All these months, the carboy sat on the kitchen counter in the same spot DH had set it back in September.  He never did move it down to the basement so it could continue the process in darkness, which is highly recommended.  Nope, it sat on the counter exposed to sunlight and fluctuating temperatures.  For an engineer and a (home) brewer, sometimes his lack of adherence to proper lab procedure gives me fits.  But, really, wine is a pretty easy thing to make; it's hard to ruin it.  You either get wine, good wine, or great wine; you have to be pretty neglectful of cleanliness to get bad wine.  This was clean, just not environmentally controlled.

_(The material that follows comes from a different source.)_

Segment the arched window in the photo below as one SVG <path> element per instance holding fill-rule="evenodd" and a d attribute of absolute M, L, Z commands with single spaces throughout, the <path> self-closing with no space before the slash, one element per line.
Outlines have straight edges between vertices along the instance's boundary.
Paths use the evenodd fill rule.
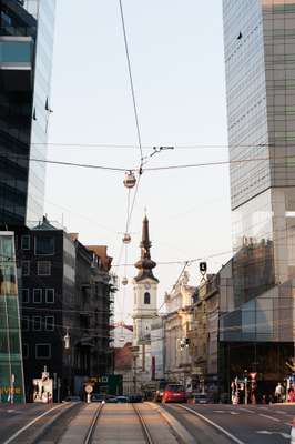
<path fill-rule="evenodd" d="M 144 293 L 144 303 L 150 304 L 151 303 L 151 294 L 150 293 Z"/>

This weekend he finally got around to racking it from the carboy (which is usually done after the first month, to get the wine out of the sediment for better clarity and flavor).  He was going to do it near the end of January, but couldn't find the tubing that fits onto his racking cane.  Then, he found the tubing, but it was pretty gross looking (old, probably not cleaned out the best last time it was used) and he threw it into the trash.  Then he had a hard time finding tubing locally in the size he needed.  But now he finally had new clean tubing of the right size, so the wine was removed from the carboy to the bottling bucket.  

And from there he put it directly into wine bottles and corked them.  Now the wine has been moved to the basement, where it's dark and the temperature doesn't fluctuate with how sunny the day is.


carboy containing only sediment-y dregs of wine

a crateful of wine

There wasn't quite enough wine to fill the final bottle, so that got poured into a couple of juice glasses for sampling. 

On first taste, it had a sorta tangy overtone that went away once you swallowed.  But once the wine had been allowed to sit and 'breathe' for a few minutes, that weird tang had gone.  It's not the bestest wine ever, but certainly not bad.  I will say it has a totally different body and flavor compared to DH's first batch of  wine from our grapes in 2023.